「007、リボーン!」007 カジノ・ロワイヤル kazzさんの映画レビュー(感想・評価)
007、リボーン!
6代目ジェームズ・ボンド=ダニエル・クレイグの最終作がやっと公開されたので、彼の過去作を復習鑑賞。
Blu-rayソフトの特典映像では、イアン・フレミングの小説『007/カジノ・ロワイヤル』が映画化に至るまでの紆余曲折を、関係者のインタビューで確認することができる。原作小説はバカラで戦う心理戦が中心で、文学としてはエキサイティングな娯楽作だが、映画的なアクションに欠けるため、これまで(パロディーは除いて)映画化されなかったのだと思っていた。ところが、そうではない経緯が映画に負けず面白い。
オープニングタイトルバックで、トランプのマークがデザインされたアニメーションがカッコいい。1970年前後に『スカイヤーズ・ファイブ』というトランプカードを武器に使うテレビアニメがあったが、こんなテイストで見てみたいと思った。
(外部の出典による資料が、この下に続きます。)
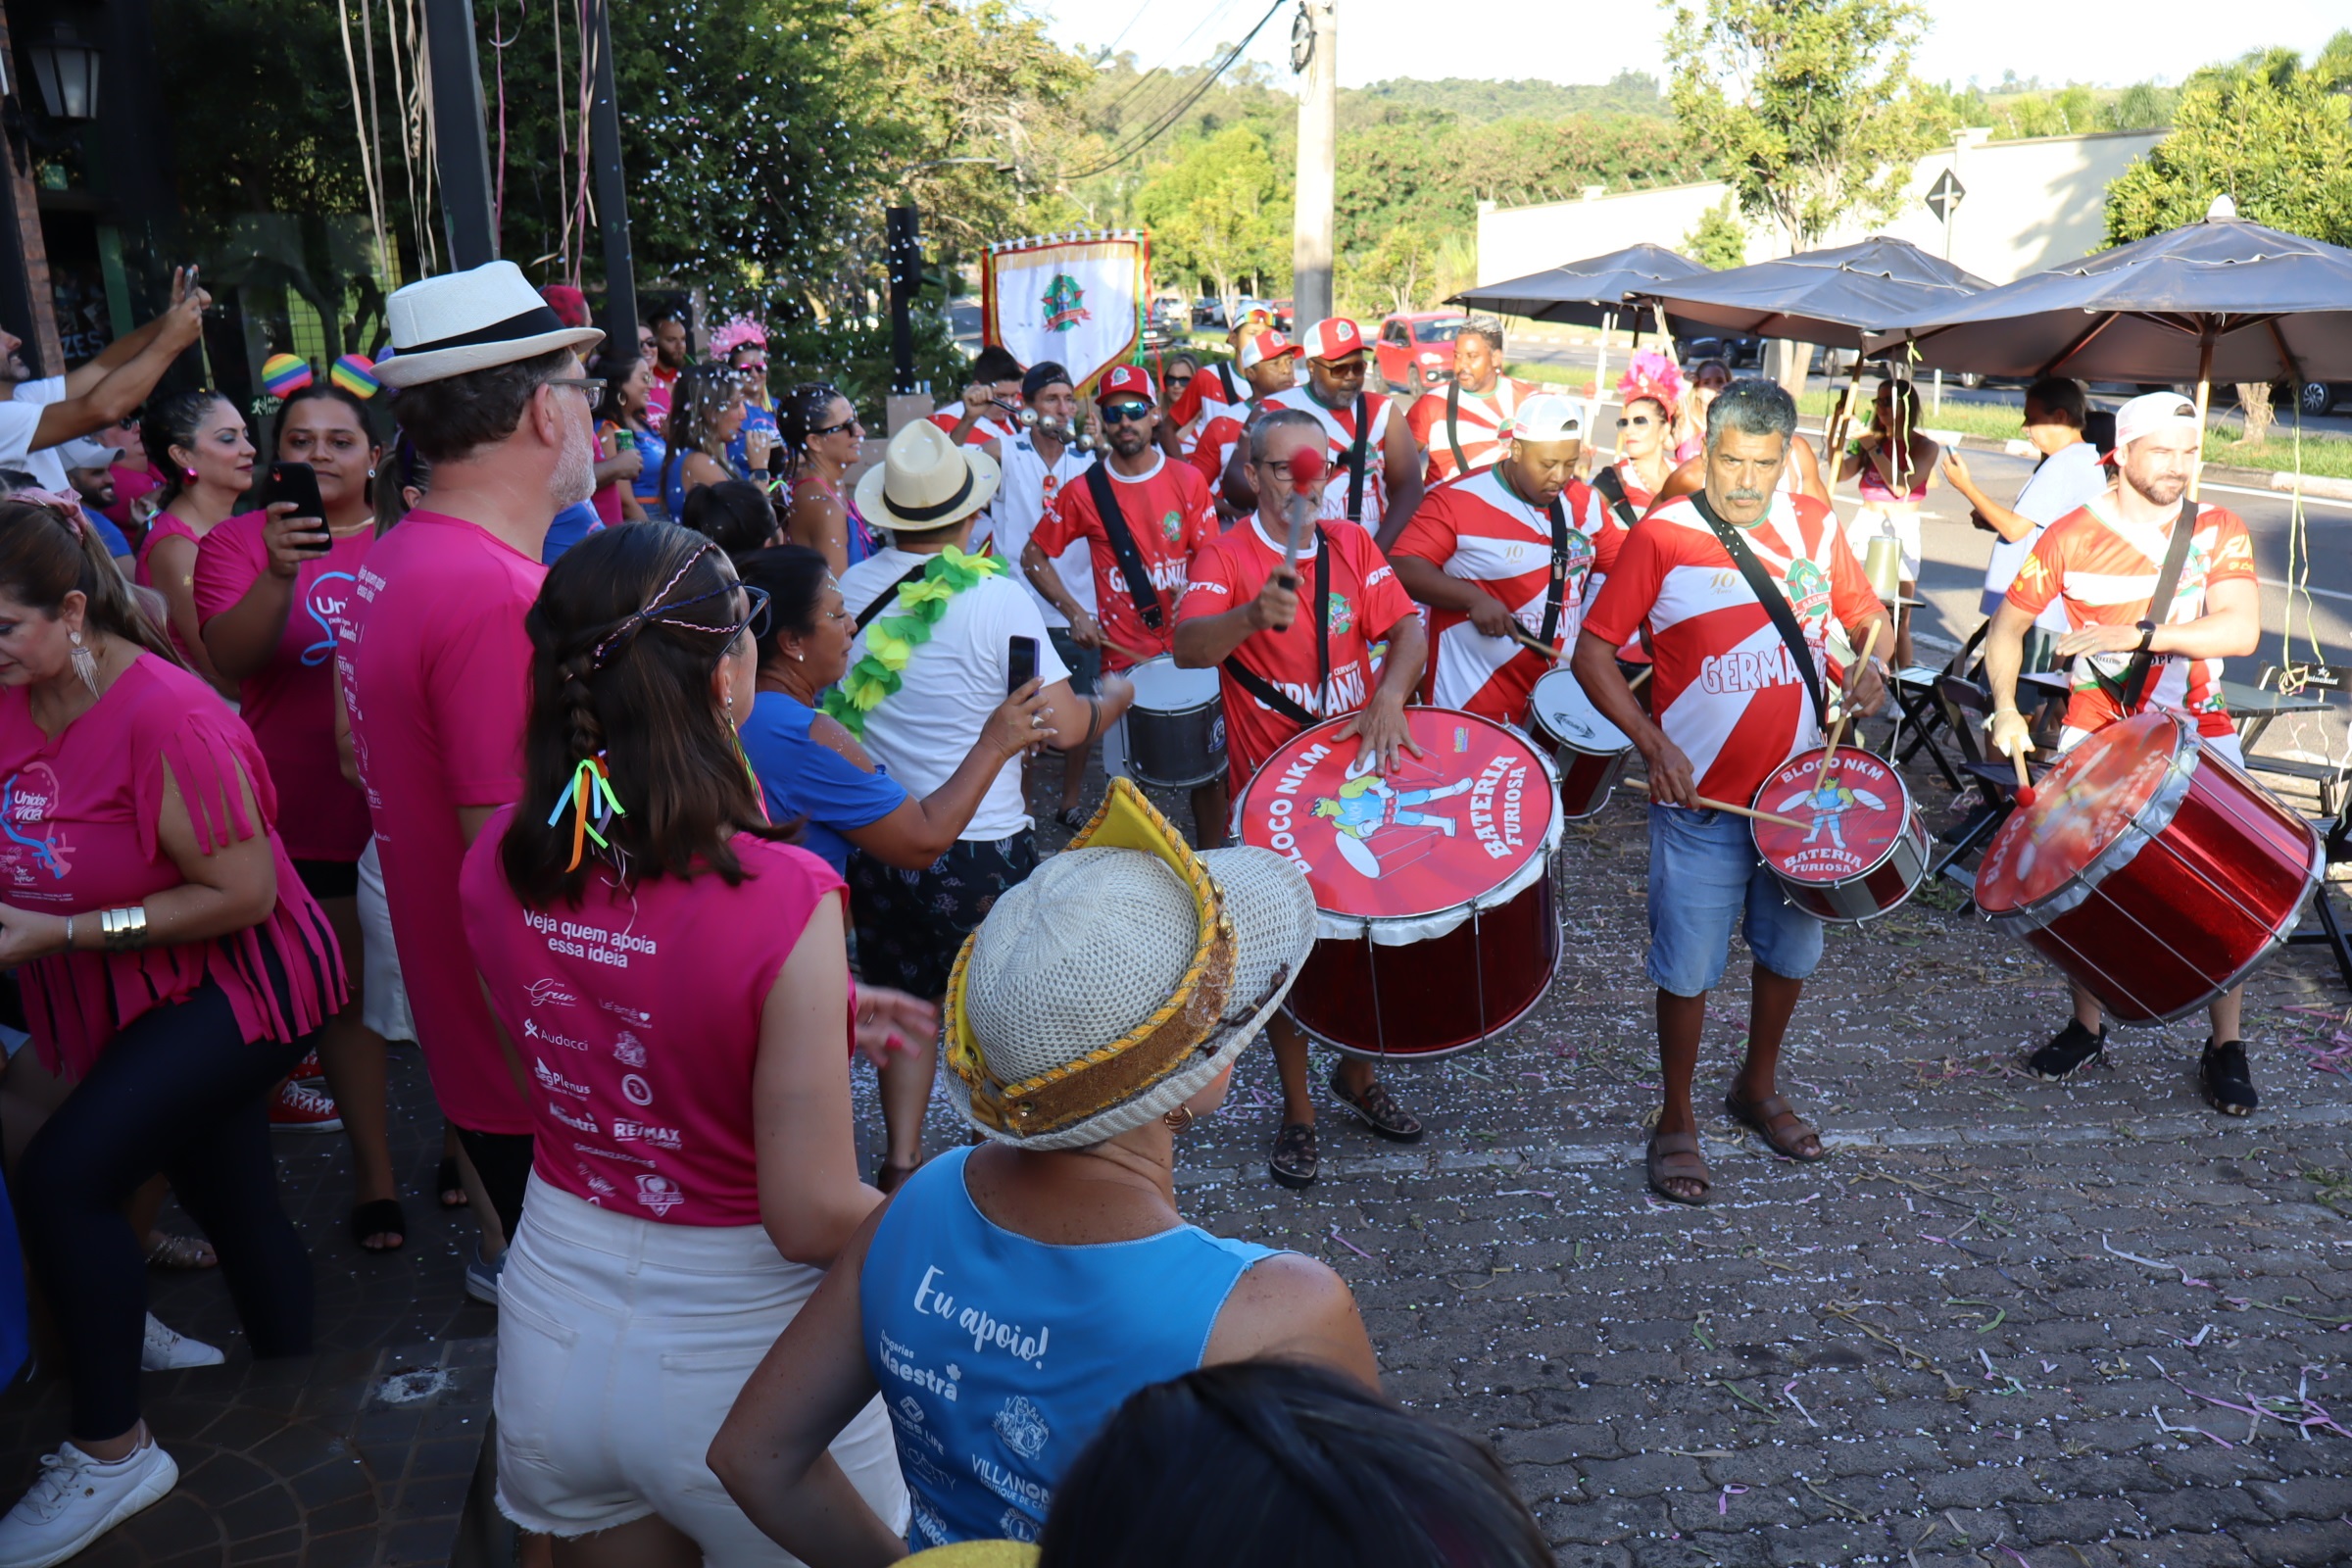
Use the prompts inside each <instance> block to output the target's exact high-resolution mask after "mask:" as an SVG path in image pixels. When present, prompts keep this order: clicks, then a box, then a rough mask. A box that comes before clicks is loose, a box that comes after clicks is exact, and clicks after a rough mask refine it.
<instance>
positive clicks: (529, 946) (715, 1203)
mask: <svg viewBox="0 0 2352 1568" xmlns="http://www.w3.org/2000/svg"><path fill="white" fill-rule="evenodd" d="M513 816H515V813H513V809H506V811H499V813H496V816H494V818H489V825H487V827H482V835H480V837H477V839H475V842H473V849H470V851H468V853H466V875H463V882H461V891H463V903H466V938H468V940H470V945H473V957H475V964H477V966H480V971H482V980H485V983H487V987H489V999H492V1006H494V1009H496V1011H499V1020H501V1023H503V1025H506V1032H508V1037H510V1039H513V1041H515V1044H517V1046H520V1051H522V1067H524V1072H529V1074H532V1121H534V1126H532V1133H534V1138H536V1145H539V1150H536V1161H534V1168H536V1171H539V1180H543V1182H553V1185H555V1187H562V1190H564V1192H569V1194H574V1197H581V1199H588V1201H590V1204H600V1206H604V1208H612V1211H616V1213H626V1215H633V1218H640V1220H661V1222H666V1225H757V1222H760V1157H757V1145H755V1138H753V1093H750V1081H753V1067H755V1065H757V1060H760V1009H764V1006H767V994H769V990H774V985H776V973H779V971H781V969H783V961H786V957H790V952H793V945H795V943H800V933H802V931H807V926H809V914H811V912H814V910H816V905H818V903H821V900H826V898H837V896H842V891H844V889H842V879H840V877H837V875H833V867H830V865H826V863H823V860H818V858H816V856H811V853H809V851H804V849H795V846H790V844H771V842H767V839H755V837H750V835H736V839H734V851H736V856H741V860H743V870H746V872H748V877H746V879H743V882H741V884H736V886H727V884H724V882H722V879H720V877H715V875H706V877H694V879H691V882H680V879H675V877H649V879H642V882H635V884H628V886H621V884H619V877H616V875H614V872H612V867H609V865H604V863H593V865H595V867H597V875H595V877H593V879H590V884H588V893H586V898H583V900H581V905H579V907H572V905H569V903H557V905H555V907H553V910H546V912H541V910H532V907H524V905H522V900H520V898H515V891H513V886H508V882H506V872H503V867H501V865H499V839H501V837H503V835H506V830H508V823H513ZM520 832H550V830H548V827H546V825H543V823H522V825H520ZM840 961H842V966H844V969H847V957H842V959H840ZM842 1041H844V1046H847V1041H849V1016H847V1013H844V1016H842Z"/></svg>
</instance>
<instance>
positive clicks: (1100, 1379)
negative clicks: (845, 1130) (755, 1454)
mask: <svg viewBox="0 0 2352 1568" xmlns="http://www.w3.org/2000/svg"><path fill="white" fill-rule="evenodd" d="M969 1157H971V1150H969V1147H967V1150H955V1152H953V1154H941V1157H938V1159H934V1161H931V1164H927V1166H924V1168H922V1171H917V1173H915V1175H913V1178H908V1182H906V1187H901V1190H898V1197H896V1199H891V1206H889V1213H887V1215H882V1225H880V1229H875V1239H873V1248H870V1251H868V1253H866V1272H863V1274H858V1300H861V1314H863V1335H866V1361H868V1363H870V1366H873V1373H875V1382H880V1385H882V1403H884V1406H889V1420H891V1429H894V1434H896V1439H898V1469H901V1472H906V1486H908V1493H910V1495H913V1500H915V1519H913V1523H910V1526H908V1533H906V1540H908V1547H913V1549H915V1552H922V1549H924V1547H943V1544H950V1542H960V1540H1037V1533H1040V1530H1042V1528H1044V1514H1047V1507H1049V1505H1051V1502H1054V1483H1056V1481H1061V1474H1063V1472H1065V1469H1068V1467H1070V1460H1075V1458H1077V1450H1080V1448H1084V1446H1087V1443H1089V1441H1091V1439H1094V1434H1096V1432H1101V1427H1103V1422H1105V1420H1110V1413H1112V1410H1117V1408H1120V1403H1122V1401H1124V1399H1127V1396H1129V1394H1134V1392H1136V1389H1141V1387H1143V1385H1148V1382H1167V1380H1169V1378H1181V1375H1183V1373H1190V1371H1192V1368H1197V1366H1200V1359H1202V1354H1204V1352H1207V1349H1209V1331H1211V1328H1214V1326H1216V1314H1218V1309H1223V1305H1225V1295H1230V1293H1232V1284H1235V1281H1237V1279H1240V1276H1242V1269H1247V1267H1249V1265H1254V1262H1256V1260H1258V1258H1270V1255H1272V1251H1270V1248H1263V1246H1254V1244H1249V1241H1228V1239H1225V1237H1211V1234H1209V1232H1204V1229H1200V1227H1197V1225H1178V1227H1176V1229H1167V1232H1160V1234H1157V1237H1145V1239H1143V1241H1108V1244H1101V1246H1047V1244H1044V1241H1030V1239H1028V1237H1016V1234H1014V1232H1009V1229H1002V1227H997V1225H993V1222H990V1220H988V1218H985V1215H983V1213H981V1211H978V1208H976V1206H974V1201H971V1194H969V1192H967V1190H964V1161H967V1159H969Z"/></svg>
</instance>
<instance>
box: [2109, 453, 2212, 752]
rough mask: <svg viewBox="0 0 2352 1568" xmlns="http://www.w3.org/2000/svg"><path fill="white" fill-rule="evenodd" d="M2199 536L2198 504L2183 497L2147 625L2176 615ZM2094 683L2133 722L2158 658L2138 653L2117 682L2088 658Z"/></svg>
mask: <svg viewBox="0 0 2352 1568" xmlns="http://www.w3.org/2000/svg"><path fill="white" fill-rule="evenodd" d="M2192 534H2197V503H2194V501H2190V498H2187V496H2180V517H2178V520H2176V522H2173V536H2171V538H2169V541H2166V545H2164V567H2161V569H2159V571H2157V592H2154V595H2150V599H2147V616H2145V618H2147V621H2154V623H2157V625H2164V623H2166V621H2169V618H2171V614H2173V597H2176V595H2178V592H2180V569H2183V567H2185V564H2187V559H2190V536H2192ZM2082 663H2084V668H2086V670H2091V679H2096V682H2098V684H2100V689H2103V691H2105V693H2107V696H2110V698H2114V705H2117V708H2119V710H2122V712H2124V717H2126V719H2129V717H2131V715H2136V712H2138V710H2140V698H2143V696H2147V677H2150V675H2152V672H2154V668H2157V656H2154V654H2150V651H2145V649H2143V651H2138V654H2133V656H2131V663H2129V665H2124V679H2117V677H2112V675H2107V672H2105V670H2100V668H2098V661H2093V658H2084V661H2082Z"/></svg>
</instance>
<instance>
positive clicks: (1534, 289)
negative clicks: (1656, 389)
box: [1446, 244, 1712, 397]
mask: <svg viewBox="0 0 2352 1568" xmlns="http://www.w3.org/2000/svg"><path fill="white" fill-rule="evenodd" d="M1710 275H1712V273H1708V268H1703V266H1700V263H1696V261H1691V259H1689V256H1682V254H1679V252H1670V249H1665V247H1663V244H1628V247H1625V249H1621V252H1609V254H1606V256H1585V259H1583V261H1569V263H1566V266H1555V268H1550V270H1543V273H1529V275H1526V277H1512V280H1508V282H1484V284H1479V287H1475V289H1463V292H1461V294H1456V296H1451V299H1449V301H1446V303H1449V306H1482V308H1486V310H1496V313H1501V315H1524V317H1529V320H1536V322H1566V324H1571V327H1599V329H1604V331H1616V327H1618V317H1621V315H1623V317H1632V334H1635V346H1639V341H1642V331H1665V329H1668V327H1665V322H1661V320H1658V313H1656V310H1651V308H1649V306H1644V303H1639V301H1632V303H1628V299H1625V296H1628V294H1639V292H1644V289H1656V287H1661V284H1672V282H1679V280H1684V277H1710ZM1606 381H1609V339H1606V336H1604V339H1602V357H1599V369H1595V374H1592V386H1595V388H1597V393H1599V395H1602V397H1606V395H1609V388H1606Z"/></svg>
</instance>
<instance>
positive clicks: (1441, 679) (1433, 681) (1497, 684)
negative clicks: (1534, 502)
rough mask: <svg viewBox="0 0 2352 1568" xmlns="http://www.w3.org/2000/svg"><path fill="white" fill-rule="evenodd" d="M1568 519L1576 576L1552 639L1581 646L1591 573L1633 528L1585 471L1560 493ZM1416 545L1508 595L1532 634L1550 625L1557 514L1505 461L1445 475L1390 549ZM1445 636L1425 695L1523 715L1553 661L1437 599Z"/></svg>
mask: <svg viewBox="0 0 2352 1568" xmlns="http://www.w3.org/2000/svg"><path fill="white" fill-rule="evenodd" d="M1559 508H1562V512H1564V515H1566V522H1569V576H1566V581H1564V583H1562V597H1559V625H1557V628H1555V630H1552V646H1562V649H1569V646H1576V630H1578V625H1581V621H1583V599H1585V583H1588V578H1592V576H1597V574H1606V571H1609V569H1611V567H1613V564H1616V555H1618V545H1621V543H1623V541H1625V529H1623V527H1618V524H1616V520H1613V517H1609V512H1606V508H1604V505H1602V498H1599V496H1597V494H1592V491H1590V489H1585V484H1583V482H1581V480H1569V487H1566V489H1564V491H1562V494H1559ZM1399 555H1418V557H1421V559H1425V562H1430V564H1432V567H1437V569H1439V571H1444V574H1446V576H1451V578H1461V581H1465V583H1477V585H1479V588H1482V590H1486V592H1489V595H1494V597H1496V599H1501V602H1503V609H1508V611H1510V614H1512V618H1515V621H1517V623H1519V628H1522V630H1526V635H1529V637H1536V635H1541V632H1543V597H1545V590H1548V588H1550V583H1552V520H1550V517H1548V515H1545V510H1543V508H1538V505H1529V503H1526V501H1522V498H1519V496H1517V494H1515V491H1512V489H1510V484H1508V482H1505V477H1503V470H1501V468H1482V470H1477V473H1472V475H1470V477H1468V480H1454V482H1449V484H1439V487H1437V489H1432V491H1430V494H1428V498H1425V501H1423V503H1421V510H1418V512H1414V520H1411V522H1406V524H1404V534H1399V536H1397V543H1395V548H1392V550H1390V557H1399ZM1430 635H1432V642H1435V644H1437V649H1435V658H1430V670H1428V675H1423V679H1421V691H1423V698H1425V701H1430V703H1437V705H1439V708H1461V710H1468V712H1475V715H1479V717H1486V719H1501V722H1505V724H1519V722H1524V719H1526V693H1529V691H1534V689H1536V677H1541V675H1543V672H1545V670H1550V668H1552V661H1548V658H1538V656H1536V654H1534V651H1531V649H1526V646H1522V644H1519V642H1515V639H1510V637H1486V635H1484V632H1479V630H1477V628H1475V625H1472V623H1470V616H1465V614H1463V611H1458V609H1439V607H1435V604H1432V607H1430Z"/></svg>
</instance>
ただ、007伝統の女性の曲線美をデザインした映像がなかったことは物足りない。
公開当時は、映画的とは言えない原作のストーリーをほぼそのままに、アクションがふんだんに盛り込まれていたことに驚いたものだ。
斬新だと感じたのは、ボンドがやたら傷つくこと(肉体的に)だった。顔に傷が残っていたり、血を洗い流して怪我を隠したりする。
このリアリズムが、荒唐無稽な物語に緊迫感をもたらしている。
映画オリジナルのアクションは、カジノを舞台に展開される本筋の前と後に、半端ではないスケールで見せつけられる。
まず、爆弾男の追跡。まるでパルクールだな…と、思ったら、爆弾男を演じたセバスチャン・フォーカンという人はパルクールの考案者の一人だという。
次に、旅客機爆破の阻止。迫力のトレーラーアクションの後に捻りのきいた爆弾の仕掛け。
この二つの超エンターテイメントで、掴みはOKだ。
そして、カジノでの決戦が終わり、こちらの気を緩ませておいての建物水没スペクタクルが、また凄まじい。
これらは、シリーズの最新作として、最新の技術とアイディアを披露する見せ場になっている。
ダニエル・クレイグにボンド役が決定した時には007マニアから大反発があり、ボイコット運動まで起きたにも拘らず、公開されるとシリーズ最高の興収をあげたのだから、この作品のすごさが分かろうと言うもの。
これまでは、ボンド役が交代すると年齢設定の修正はあったものの、ジェームズ・ボンドは同一人物だった。
本作では完全に仕切り直し、いわゆる007のリボーンを果たしている。
『女王陛下の007』のように、本作はボンドが愛する女性を亡くす悲劇で幕を閉じる。
原作でのヴェスパーの最期は服薬自殺だ。ボンドが遺体の発見者にならないように巧妙に仕組み、遺書で真相を告げる。
本作のヴェスパーはボンドの目の前で助けを拒んで死んでいくので、より悲劇的だ。
この悲劇が彼に重い影を背負わせ、やがて突入する自分のルーツとの戦いへのプロローグになっている。
kazzさん、コメントありがとうございます。原作読んでみるといいかも!と気づかせて頂きありがとうございます!スペクター以後、何度も復習予習をしたおかげでノータイム・・・は感無量でした。